The latest research by Ascend Properties has revealed that it is, in fact, the property market in the North West that’s leading the lockdown, detached property price boom.
The firm analysed sold price records since lockdown was implemented on the 23rd March 2020 and February 2021 (latest available data), as well as during the same time period prior to the first lockdown, to see what impact a scramble for larger homes has had on the prices paid by buyers.
The research shows that across England, the average price paid for a detached house has increased from £349,995 to £375,000 since the start of lockdown, a 7.1% increase. At the same time, sold prices for all other property types have increased by 5.7% from £210,000 to £222,000. 1.4% less than detached homes, but respectable none the less.
Much has been made about London homebuyers looking to the capital’s peripherals and beyond for larger homes, but the research by Ascend Properties shows that it is the North West where this trend is impacting sold prices to the greatest extent.
Prior to lockdown, detached houses sold for an average of £280,000 across the North West, while other property types averaged £147,000 - a gap of 90% in bricks and mortar value. However, since lockdown detached homes in the North West have sold for an average of £299,995 compared to £153,000 for all other property types, meaning this price gap has now stretched to 96%.
What’s more, detached homes across the North West have increased by 7.1% in value since lockdown, the highest increase of all English regions. At the same time, the price paid for all other property types has increased by 4.1%. The 3.1% gap between the two is also the highest across all other English regions, further highlighting the detached property price boom currently being seen across the region.
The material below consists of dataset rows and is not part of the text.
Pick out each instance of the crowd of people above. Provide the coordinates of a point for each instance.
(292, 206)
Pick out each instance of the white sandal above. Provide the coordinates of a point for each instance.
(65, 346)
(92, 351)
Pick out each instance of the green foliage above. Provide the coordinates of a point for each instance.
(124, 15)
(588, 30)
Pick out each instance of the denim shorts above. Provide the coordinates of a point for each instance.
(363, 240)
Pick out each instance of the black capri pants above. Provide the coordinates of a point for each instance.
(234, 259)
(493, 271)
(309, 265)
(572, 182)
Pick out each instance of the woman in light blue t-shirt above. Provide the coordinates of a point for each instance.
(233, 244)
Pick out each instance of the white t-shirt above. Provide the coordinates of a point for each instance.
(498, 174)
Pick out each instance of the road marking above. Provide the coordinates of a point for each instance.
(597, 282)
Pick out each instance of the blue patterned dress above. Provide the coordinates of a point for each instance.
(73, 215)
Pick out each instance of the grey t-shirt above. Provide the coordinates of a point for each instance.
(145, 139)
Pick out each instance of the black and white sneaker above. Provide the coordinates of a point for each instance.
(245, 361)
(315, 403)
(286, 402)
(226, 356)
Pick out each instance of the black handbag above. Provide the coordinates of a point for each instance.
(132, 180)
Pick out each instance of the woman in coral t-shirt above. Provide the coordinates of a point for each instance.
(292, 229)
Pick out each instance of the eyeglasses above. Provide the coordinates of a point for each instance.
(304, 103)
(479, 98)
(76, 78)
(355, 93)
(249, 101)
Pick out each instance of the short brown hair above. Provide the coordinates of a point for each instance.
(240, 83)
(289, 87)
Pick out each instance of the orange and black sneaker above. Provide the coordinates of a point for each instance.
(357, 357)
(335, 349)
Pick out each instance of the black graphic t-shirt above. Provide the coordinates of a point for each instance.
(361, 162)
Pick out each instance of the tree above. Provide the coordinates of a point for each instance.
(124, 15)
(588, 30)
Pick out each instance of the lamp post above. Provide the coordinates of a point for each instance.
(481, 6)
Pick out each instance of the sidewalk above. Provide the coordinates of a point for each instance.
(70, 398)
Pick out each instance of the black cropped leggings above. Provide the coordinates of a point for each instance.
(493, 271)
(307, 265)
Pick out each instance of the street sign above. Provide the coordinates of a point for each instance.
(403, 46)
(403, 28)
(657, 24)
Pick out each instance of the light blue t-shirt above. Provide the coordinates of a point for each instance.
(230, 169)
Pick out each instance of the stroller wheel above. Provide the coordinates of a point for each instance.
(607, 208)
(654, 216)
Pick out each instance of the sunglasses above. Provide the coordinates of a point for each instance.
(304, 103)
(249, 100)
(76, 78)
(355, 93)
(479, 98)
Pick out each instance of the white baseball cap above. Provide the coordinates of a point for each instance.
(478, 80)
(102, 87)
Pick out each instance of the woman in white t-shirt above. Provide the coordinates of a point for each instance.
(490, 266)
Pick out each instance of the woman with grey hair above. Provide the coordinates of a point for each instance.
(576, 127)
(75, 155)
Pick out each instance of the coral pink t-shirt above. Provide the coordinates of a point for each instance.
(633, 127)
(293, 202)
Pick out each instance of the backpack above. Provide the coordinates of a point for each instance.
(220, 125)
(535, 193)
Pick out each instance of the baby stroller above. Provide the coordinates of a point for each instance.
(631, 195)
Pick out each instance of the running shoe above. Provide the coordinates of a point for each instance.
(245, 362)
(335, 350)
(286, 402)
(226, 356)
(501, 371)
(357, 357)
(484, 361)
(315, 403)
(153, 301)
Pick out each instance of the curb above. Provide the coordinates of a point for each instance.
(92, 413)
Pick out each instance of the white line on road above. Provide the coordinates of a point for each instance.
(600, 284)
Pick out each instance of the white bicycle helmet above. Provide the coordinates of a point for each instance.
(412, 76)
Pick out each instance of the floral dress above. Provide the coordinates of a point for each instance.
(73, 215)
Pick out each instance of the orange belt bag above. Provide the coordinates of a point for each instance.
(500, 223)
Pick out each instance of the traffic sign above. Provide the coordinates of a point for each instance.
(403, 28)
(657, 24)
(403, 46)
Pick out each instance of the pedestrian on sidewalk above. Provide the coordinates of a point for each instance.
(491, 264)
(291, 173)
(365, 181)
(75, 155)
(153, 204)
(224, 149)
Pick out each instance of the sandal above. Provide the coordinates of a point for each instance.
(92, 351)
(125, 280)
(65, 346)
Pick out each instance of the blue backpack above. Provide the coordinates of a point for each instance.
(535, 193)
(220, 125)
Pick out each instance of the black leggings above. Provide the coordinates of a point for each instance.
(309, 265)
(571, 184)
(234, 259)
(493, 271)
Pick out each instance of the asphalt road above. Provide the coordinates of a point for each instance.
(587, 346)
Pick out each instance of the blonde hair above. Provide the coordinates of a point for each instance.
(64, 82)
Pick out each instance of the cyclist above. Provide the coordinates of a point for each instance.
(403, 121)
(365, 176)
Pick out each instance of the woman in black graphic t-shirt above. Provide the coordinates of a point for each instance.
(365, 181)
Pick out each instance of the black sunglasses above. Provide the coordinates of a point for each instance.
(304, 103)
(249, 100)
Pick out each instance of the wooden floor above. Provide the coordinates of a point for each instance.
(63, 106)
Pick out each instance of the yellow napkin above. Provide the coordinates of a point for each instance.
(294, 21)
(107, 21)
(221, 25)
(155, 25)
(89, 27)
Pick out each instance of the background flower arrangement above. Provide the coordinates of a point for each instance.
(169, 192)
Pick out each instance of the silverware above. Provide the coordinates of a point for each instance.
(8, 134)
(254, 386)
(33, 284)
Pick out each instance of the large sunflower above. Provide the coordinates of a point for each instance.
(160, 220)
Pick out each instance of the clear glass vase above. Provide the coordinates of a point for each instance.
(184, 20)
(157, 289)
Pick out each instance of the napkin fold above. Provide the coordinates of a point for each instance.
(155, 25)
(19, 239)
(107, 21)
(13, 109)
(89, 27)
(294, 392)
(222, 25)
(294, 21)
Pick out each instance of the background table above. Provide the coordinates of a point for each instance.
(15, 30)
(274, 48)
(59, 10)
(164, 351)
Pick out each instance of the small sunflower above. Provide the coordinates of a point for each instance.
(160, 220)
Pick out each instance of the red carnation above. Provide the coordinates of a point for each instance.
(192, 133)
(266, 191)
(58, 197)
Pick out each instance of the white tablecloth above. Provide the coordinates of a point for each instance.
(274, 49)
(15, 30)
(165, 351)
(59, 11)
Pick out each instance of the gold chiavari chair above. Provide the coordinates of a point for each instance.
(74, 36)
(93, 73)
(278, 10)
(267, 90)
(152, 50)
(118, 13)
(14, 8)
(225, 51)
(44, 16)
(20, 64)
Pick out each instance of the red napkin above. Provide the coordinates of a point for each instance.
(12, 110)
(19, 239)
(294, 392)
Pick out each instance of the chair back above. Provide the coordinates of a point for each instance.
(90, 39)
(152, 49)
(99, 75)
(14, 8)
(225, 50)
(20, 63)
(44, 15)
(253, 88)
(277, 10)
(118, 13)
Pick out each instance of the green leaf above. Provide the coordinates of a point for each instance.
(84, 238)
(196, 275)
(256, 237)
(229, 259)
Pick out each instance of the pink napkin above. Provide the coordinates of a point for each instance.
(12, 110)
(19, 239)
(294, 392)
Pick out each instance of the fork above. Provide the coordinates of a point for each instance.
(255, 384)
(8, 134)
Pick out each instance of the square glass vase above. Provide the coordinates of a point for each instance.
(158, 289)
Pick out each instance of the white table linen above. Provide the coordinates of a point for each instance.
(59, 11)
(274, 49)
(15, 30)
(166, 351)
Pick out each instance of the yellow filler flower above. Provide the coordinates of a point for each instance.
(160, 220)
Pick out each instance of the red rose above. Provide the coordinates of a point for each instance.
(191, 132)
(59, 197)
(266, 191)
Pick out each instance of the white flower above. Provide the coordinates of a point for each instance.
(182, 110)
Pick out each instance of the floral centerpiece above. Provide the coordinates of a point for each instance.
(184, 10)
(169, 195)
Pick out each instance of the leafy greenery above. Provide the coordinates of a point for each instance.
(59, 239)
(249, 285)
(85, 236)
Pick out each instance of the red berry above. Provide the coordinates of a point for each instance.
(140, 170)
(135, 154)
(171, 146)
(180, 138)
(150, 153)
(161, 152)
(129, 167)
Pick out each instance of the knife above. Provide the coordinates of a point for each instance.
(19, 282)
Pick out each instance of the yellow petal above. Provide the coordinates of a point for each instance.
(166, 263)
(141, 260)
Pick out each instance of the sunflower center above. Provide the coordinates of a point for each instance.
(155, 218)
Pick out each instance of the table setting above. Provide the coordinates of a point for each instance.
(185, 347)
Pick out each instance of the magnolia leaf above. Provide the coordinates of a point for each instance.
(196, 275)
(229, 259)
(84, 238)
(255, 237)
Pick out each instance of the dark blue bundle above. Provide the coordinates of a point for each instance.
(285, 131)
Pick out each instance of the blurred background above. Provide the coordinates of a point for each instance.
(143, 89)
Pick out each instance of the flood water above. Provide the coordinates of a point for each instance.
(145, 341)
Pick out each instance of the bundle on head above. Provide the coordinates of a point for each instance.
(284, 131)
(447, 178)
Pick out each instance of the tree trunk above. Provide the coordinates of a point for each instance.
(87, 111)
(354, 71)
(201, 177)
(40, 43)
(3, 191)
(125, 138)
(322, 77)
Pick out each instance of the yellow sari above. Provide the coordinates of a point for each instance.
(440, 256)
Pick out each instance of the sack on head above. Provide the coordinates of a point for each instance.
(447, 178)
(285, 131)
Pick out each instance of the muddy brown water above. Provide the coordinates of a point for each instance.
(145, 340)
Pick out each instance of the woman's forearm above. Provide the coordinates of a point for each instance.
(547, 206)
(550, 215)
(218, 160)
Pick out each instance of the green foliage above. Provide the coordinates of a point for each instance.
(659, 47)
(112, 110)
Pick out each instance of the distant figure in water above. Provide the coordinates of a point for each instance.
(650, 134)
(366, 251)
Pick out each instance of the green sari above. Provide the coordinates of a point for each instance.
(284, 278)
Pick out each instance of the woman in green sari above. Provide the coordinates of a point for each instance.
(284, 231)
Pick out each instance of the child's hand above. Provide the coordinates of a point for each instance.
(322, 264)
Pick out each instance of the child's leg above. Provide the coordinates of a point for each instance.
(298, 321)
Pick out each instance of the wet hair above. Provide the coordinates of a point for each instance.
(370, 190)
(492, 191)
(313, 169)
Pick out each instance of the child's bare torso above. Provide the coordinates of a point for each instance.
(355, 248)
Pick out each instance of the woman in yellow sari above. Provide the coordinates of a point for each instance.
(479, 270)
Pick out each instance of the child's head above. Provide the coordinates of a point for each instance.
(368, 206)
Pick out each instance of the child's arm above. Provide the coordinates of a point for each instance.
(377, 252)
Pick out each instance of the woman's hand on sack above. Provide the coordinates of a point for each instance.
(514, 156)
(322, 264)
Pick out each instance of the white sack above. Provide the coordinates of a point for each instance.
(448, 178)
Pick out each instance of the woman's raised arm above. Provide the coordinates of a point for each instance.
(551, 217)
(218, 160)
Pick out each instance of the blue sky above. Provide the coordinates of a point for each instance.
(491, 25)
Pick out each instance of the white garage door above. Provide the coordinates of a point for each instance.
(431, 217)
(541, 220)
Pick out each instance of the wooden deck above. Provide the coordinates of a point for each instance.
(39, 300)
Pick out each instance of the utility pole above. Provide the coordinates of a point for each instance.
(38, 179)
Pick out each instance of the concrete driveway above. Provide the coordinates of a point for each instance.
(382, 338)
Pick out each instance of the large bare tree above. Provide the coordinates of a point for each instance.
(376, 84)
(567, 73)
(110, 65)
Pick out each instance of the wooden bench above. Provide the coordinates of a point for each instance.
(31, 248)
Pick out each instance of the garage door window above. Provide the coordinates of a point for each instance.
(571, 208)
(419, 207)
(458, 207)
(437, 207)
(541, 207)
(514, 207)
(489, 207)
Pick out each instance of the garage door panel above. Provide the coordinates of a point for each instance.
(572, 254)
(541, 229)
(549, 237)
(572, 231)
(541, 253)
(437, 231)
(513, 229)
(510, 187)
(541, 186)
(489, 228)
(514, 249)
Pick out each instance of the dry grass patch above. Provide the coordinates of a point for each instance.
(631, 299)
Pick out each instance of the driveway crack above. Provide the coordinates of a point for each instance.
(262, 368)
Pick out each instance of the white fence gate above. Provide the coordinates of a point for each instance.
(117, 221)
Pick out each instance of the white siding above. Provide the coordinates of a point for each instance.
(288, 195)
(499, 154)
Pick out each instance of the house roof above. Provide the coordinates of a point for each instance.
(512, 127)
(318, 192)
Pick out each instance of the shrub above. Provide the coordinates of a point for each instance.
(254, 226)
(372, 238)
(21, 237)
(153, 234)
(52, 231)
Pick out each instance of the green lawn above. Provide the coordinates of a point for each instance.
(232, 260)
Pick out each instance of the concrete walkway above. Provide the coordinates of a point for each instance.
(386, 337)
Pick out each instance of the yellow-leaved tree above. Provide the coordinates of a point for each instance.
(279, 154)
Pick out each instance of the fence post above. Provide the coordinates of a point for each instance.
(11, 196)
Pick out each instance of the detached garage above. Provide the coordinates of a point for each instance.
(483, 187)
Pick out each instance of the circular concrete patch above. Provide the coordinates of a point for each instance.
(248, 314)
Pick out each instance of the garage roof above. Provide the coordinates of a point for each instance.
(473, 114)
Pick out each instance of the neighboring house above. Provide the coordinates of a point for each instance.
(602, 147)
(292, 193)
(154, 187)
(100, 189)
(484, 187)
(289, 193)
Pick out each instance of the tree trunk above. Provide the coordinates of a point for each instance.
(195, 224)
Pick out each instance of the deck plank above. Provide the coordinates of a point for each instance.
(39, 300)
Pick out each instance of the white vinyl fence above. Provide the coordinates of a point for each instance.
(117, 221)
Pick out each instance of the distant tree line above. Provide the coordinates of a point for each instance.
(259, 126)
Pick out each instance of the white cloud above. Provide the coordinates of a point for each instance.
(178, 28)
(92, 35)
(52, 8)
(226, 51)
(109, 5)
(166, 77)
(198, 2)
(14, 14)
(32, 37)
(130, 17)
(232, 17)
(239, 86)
The South West ranks second, with detached homes up 6.8% since lockdown, 2.3% more than the rest of the market. Yorkshire and the Humber has also seen one of the biggest uplifts in detached property prices when compared to the rest of the market, with an increase of 5.4% coming in 2% higher than the uplift enjoyed across the rest of the market.
London does rank fourth however and while detached house prices are up 6.1%, which is a higher rate of growth than Yorkshire and the Humber, it’s just 1.8% ahead of the property price growth seen across other property types in the capital.
Ged McPartlin, Managing Director of Ascend Properties, commented: “There may well be an exodus of homebuyers leaving the capital in search of larger homes, but the figures show that the North West is actually leading the way where this trend is concerned.
"Not only does the region rank top for detached property price growth since lockdown was first implemented, but detached homes are also pulling away from the rest of the wider market in terms of the rate of price appreciation.
"That’s not to say that other property types aren’t selling well and, in fact, there has been strong growth across the board. However, with more buyers searching for larger homes it does present a good opportunity for first and second rung buyers who should be able to find a flat or smaller home for a good price now that there is less competition.”